# Morphological Evolution¶

Morphological evolution is computed using the sediment continuity equation, in which the time-averaged pickup and deposition rates are used. The sediment continuity equation is written as

(1)$\frac{d \bar{Z}_b}{dt} = \frac{1}{1-n}(\bar{P} - \bar{D} - \nabla \cdot {\bar{\mathbf q}_b})$

where $$\bar{Z}_b$$ are the time-averaged depth changes with positive values for erosion and negative values for deposition, $$\bar{P}$$ and $$\bar{D}$$ are the time averaged pickup and deposition rates averaged over $$dt_{\mbox{morph}}$$ in the suspended load model. $${\bar{\mathbf q}_b}$$ represents the bedload flux vector averaged over the same time interval in the bedload model.

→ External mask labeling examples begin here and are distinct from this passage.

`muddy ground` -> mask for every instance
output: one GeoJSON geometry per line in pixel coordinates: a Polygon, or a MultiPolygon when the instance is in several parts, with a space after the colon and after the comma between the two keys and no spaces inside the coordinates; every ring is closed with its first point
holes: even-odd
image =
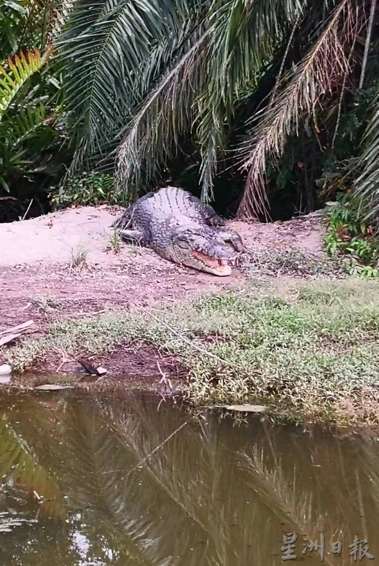
{"type": "MultiPolygon", "coordinates": [[[[122,243],[115,253],[110,226],[119,213],[115,207],[86,207],[0,224],[0,332],[32,319],[34,324],[23,334],[37,337],[57,318],[96,316],[127,308],[130,302],[147,305],[175,301],[220,290],[245,278],[236,269],[228,277],[217,277],[176,265],[149,249],[122,243]],[[81,252],[85,261],[73,267],[73,258],[81,252]],[[53,299],[53,308],[43,307],[47,296],[53,299]]],[[[323,254],[324,229],[312,216],[271,224],[229,224],[251,250],[323,254]]],[[[180,374],[175,361],[148,350],[132,345],[128,351],[114,353],[111,360],[98,357],[95,362],[106,363],[109,372],[137,376],[150,373],[160,359],[169,375],[180,374]]],[[[0,363],[2,357],[0,351],[0,363]]],[[[62,365],[63,361],[56,353],[35,368],[77,369],[75,361],[62,365]]]]}

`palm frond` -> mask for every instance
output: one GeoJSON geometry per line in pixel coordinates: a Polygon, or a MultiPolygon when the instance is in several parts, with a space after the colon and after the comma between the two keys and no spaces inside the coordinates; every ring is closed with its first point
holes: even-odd
{"type": "Polygon", "coordinates": [[[57,45],[69,130],[84,154],[101,153],[130,121],[151,80],[152,50],[175,45],[188,8],[172,0],[74,0],[57,45]]]}
{"type": "Polygon", "coordinates": [[[370,203],[368,217],[373,220],[377,218],[379,214],[379,87],[371,106],[372,117],[362,139],[362,173],[355,185],[358,194],[370,203]]]}
{"type": "Polygon", "coordinates": [[[346,48],[364,22],[351,0],[342,0],[297,69],[284,78],[282,84],[286,86],[265,111],[254,117],[260,122],[239,149],[241,168],[249,171],[237,213],[240,217],[265,214],[267,157],[274,161],[280,157],[287,134],[297,130],[304,115],[314,113],[324,95],[341,88],[346,70],[350,70],[346,48]]]}
{"type": "Polygon", "coordinates": [[[204,80],[205,53],[208,33],[200,28],[189,42],[184,54],[141,108],[127,131],[117,154],[117,174],[122,190],[132,183],[138,187],[145,168],[151,178],[176,149],[180,136],[193,121],[193,105],[204,80]]]}
{"type": "Polygon", "coordinates": [[[47,60],[51,53],[49,49],[41,56],[40,51],[20,52],[9,57],[3,66],[0,65],[0,120],[23,84],[47,60]]]}
{"type": "Polygon", "coordinates": [[[7,151],[13,151],[30,138],[47,119],[43,104],[35,108],[21,109],[11,119],[0,122],[0,142],[7,151]]]}
{"type": "Polygon", "coordinates": [[[276,46],[291,22],[298,21],[306,3],[295,0],[212,3],[208,79],[199,100],[202,117],[197,128],[203,200],[214,196],[217,156],[225,148],[225,127],[230,125],[235,100],[247,85],[256,84],[264,62],[272,58],[276,46]]]}

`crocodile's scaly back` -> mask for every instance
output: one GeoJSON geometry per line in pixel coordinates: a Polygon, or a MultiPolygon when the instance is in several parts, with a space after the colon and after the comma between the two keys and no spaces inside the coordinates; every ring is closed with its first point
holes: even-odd
{"type": "Polygon", "coordinates": [[[237,233],[221,228],[225,222],[211,207],[176,187],[142,197],[115,225],[124,229],[127,241],[148,245],[167,259],[217,275],[229,275],[228,260],[235,255],[225,242],[237,251],[243,247],[237,233]]]}

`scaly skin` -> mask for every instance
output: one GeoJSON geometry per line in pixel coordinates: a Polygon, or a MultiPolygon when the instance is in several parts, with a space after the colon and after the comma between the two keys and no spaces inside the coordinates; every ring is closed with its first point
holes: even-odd
{"type": "Polygon", "coordinates": [[[142,197],[114,226],[126,242],[149,246],[165,259],[214,275],[229,275],[228,261],[236,251],[246,251],[239,235],[211,207],[175,187],[142,197]]]}

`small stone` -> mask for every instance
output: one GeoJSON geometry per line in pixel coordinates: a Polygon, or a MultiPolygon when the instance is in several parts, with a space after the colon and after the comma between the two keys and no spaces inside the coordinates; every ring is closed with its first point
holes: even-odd
{"type": "Polygon", "coordinates": [[[8,363],[3,363],[0,366],[0,375],[8,375],[12,371],[12,368],[8,363]]]}

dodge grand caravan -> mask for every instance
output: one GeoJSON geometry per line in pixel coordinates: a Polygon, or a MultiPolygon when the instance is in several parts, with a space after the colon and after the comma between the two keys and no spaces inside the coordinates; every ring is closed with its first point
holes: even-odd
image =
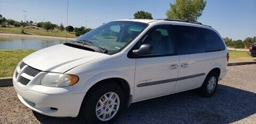
{"type": "Polygon", "coordinates": [[[212,96],[228,60],[221,37],[210,26],[117,20],[26,57],[13,86],[37,112],[109,123],[132,103],[195,88],[212,96]]]}

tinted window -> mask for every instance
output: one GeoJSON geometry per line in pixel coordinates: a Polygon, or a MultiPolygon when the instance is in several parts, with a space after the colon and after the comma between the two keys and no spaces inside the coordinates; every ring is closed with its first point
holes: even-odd
{"type": "Polygon", "coordinates": [[[205,52],[205,43],[202,40],[198,28],[183,26],[174,27],[179,54],[196,54],[205,52]]]}
{"type": "Polygon", "coordinates": [[[142,41],[142,44],[152,45],[154,55],[174,54],[173,38],[170,36],[169,26],[160,26],[153,28],[142,41]]]}
{"type": "Polygon", "coordinates": [[[225,49],[225,46],[221,38],[214,31],[207,29],[202,29],[201,30],[206,43],[206,51],[220,51],[225,49]]]}
{"type": "Polygon", "coordinates": [[[142,31],[147,25],[133,21],[112,21],[91,30],[76,40],[90,40],[108,51],[119,51],[142,31]]]}

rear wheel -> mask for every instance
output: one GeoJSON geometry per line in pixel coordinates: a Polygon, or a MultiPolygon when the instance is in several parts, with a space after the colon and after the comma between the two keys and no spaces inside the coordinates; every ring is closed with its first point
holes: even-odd
{"type": "Polygon", "coordinates": [[[210,72],[199,88],[199,93],[205,97],[210,97],[213,95],[217,88],[218,79],[218,76],[216,72],[210,72]]]}
{"type": "Polygon", "coordinates": [[[106,82],[94,88],[84,100],[80,118],[86,123],[113,123],[124,106],[122,88],[115,83],[106,82]]]}

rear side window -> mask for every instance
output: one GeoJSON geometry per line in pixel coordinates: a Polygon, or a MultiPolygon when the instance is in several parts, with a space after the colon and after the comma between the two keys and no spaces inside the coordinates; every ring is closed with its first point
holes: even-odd
{"type": "Polygon", "coordinates": [[[142,43],[150,44],[153,47],[154,54],[149,55],[174,54],[174,43],[171,36],[169,26],[158,26],[148,32],[142,43]]]}
{"type": "Polygon", "coordinates": [[[201,28],[203,38],[206,42],[206,51],[217,51],[225,49],[225,46],[221,38],[214,31],[201,28]]]}
{"type": "Polygon", "coordinates": [[[205,52],[205,44],[198,28],[174,26],[175,42],[178,46],[179,55],[202,53],[205,52]]]}

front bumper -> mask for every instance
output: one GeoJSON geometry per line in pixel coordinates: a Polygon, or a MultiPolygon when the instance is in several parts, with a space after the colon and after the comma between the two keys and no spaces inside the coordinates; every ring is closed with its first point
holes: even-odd
{"type": "Polygon", "coordinates": [[[53,117],[78,115],[86,93],[74,94],[73,87],[50,87],[35,85],[32,82],[22,86],[17,80],[14,76],[13,86],[18,97],[33,110],[53,117]]]}
{"type": "Polygon", "coordinates": [[[248,52],[248,54],[252,56],[256,56],[256,53],[248,52]]]}

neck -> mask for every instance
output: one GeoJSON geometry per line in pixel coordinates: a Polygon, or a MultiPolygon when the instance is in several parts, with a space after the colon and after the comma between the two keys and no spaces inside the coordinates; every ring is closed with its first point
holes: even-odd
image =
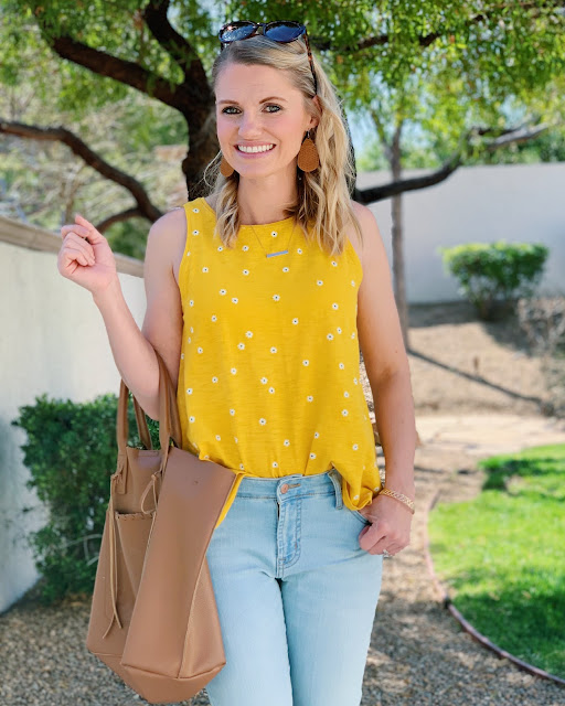
{"type": "Polygon", "coordinates": [[[291,173],[269,174],[259,179],[239,176],[237,204],[244,225],[275,223],[287,217],[285,208],[296,204],[296,165],[291,173]]]}

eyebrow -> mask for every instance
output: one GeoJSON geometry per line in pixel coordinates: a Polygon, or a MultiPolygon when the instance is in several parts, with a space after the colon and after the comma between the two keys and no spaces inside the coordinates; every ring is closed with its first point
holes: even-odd
{"type": "MultiPolygon", "coordinates": [[[[269,96],[268,98],[263,98],[263,100],[260,100],[259,103],[267,103],[268,100],[282,100],[282,101],[287,103],[287,99],[282,98],[281,96],[269,96]]],[[[217,105],[220,106],[223,103],[231,103],[231,104],[235,104],[236,106],[239,105],[237,103],[237,100],[218,100],[217,105]]]]}

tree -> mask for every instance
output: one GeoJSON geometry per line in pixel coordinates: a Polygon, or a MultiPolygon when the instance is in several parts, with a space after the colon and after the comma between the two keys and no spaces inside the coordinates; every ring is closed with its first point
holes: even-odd
{"type": "MultiPolygon", "coordinates": [[[[363,203],[438,183],[478,149],[477,142],[480,147],[491,138],[508,139],[516,126],[508,121],[504,101],[512,96],[527,105],[529,96],[540,95],[563,74],[565,64],[565,15],[557,0],[247,0],[245,10],[258,21],[303,20],[315,50],[350,108],[371,109],[375,77],[386,87],[395,117],[393,122],[385,122],[390,116],[379,119],[388,129],[392,126],[393,180],[377,189],[355,190],[363,203]],[[429,105],[424,106],[427,111],[422,119],[441,126],[441,148],[449,147],[450,156],[425,178],[402,179],[402,126],[422,117],[425,96],[429,105]]],[[[2,81],[8,76],[17,82],[19,52],[41,41],[61,60],[62,92],[76,115],[125,96],[128,88],[178,111],[189,141],[182,172],[189,196],[195,197],[202,193],[204,167],[218,149],[207,78],[217,52],[215,33],[221,21],[239,12],[238,2],[212,0],[146,0],[141,7],[139,0],[90,0],[87,4],[84,0],[3,0],[2,14],[4,19],[10,14],[10,22],[3,23],[0,34],[0,63],[8,66],[2,81]],[[26,31],[31,23],[40,40],[26,31]]],[[[45,77],[38,82],[43,88],[49,84],[45,77]]],[[[527,126],[544,119],[546,110],[539,106],[540,115],[529,116],[527,126]]],[[[527,126],[520,128],[527,132],[527,126]]],[[[24,127],[0,120],[3,132],[24,135],[24,127]]],[[[57,137],[82,150],[87,163],[108,178],[119,176],[94,150],[85,149],[77,136],[60,131],[57,137]]],[[[490,149],[489,142],[482,149],[490,149]]],[[[128,179],[122,183],[135,205],[108,213],[98,224],[103,229],[134,215],[149,221],[157,215],[154,204],[137,184],[128,179]]],[[[398,223],[398,208],[396,218],[398,223]]],[[[406,335],[401,234],[402,228],[396,227],[393,269],[406,335]]]]}

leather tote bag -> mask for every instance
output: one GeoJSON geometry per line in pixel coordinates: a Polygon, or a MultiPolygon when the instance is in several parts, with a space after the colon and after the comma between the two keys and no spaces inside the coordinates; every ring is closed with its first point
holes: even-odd
{"type": "Polygon", "coordinates": [[[86,646],[149,703],[166,704],[191,698],[225,665],[205,553],[236,474],[181,448],[175,393],[157,359],[160,450],[135,398],[146,448],[127,446],[129,389],[120,384],[86,646]]]}

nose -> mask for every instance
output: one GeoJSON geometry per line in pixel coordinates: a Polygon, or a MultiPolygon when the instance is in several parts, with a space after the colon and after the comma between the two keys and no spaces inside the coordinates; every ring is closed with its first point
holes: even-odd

In Tehranirad et al. (2016), $$dt_{\mbox{morph}} = 5 \sim 20$$ is recommended to be small enough to capture bed changes induced by tsunami waves. In ship-wake applications, $$dt_{\mbox{morph}}$$ should be smaller than the long wave cases. A specific range of morphological time step ($$dt_{\mbox{morph}}$$) for ship-wake applications, however, needs a further investigation based on numerical simulations carried out against measured data.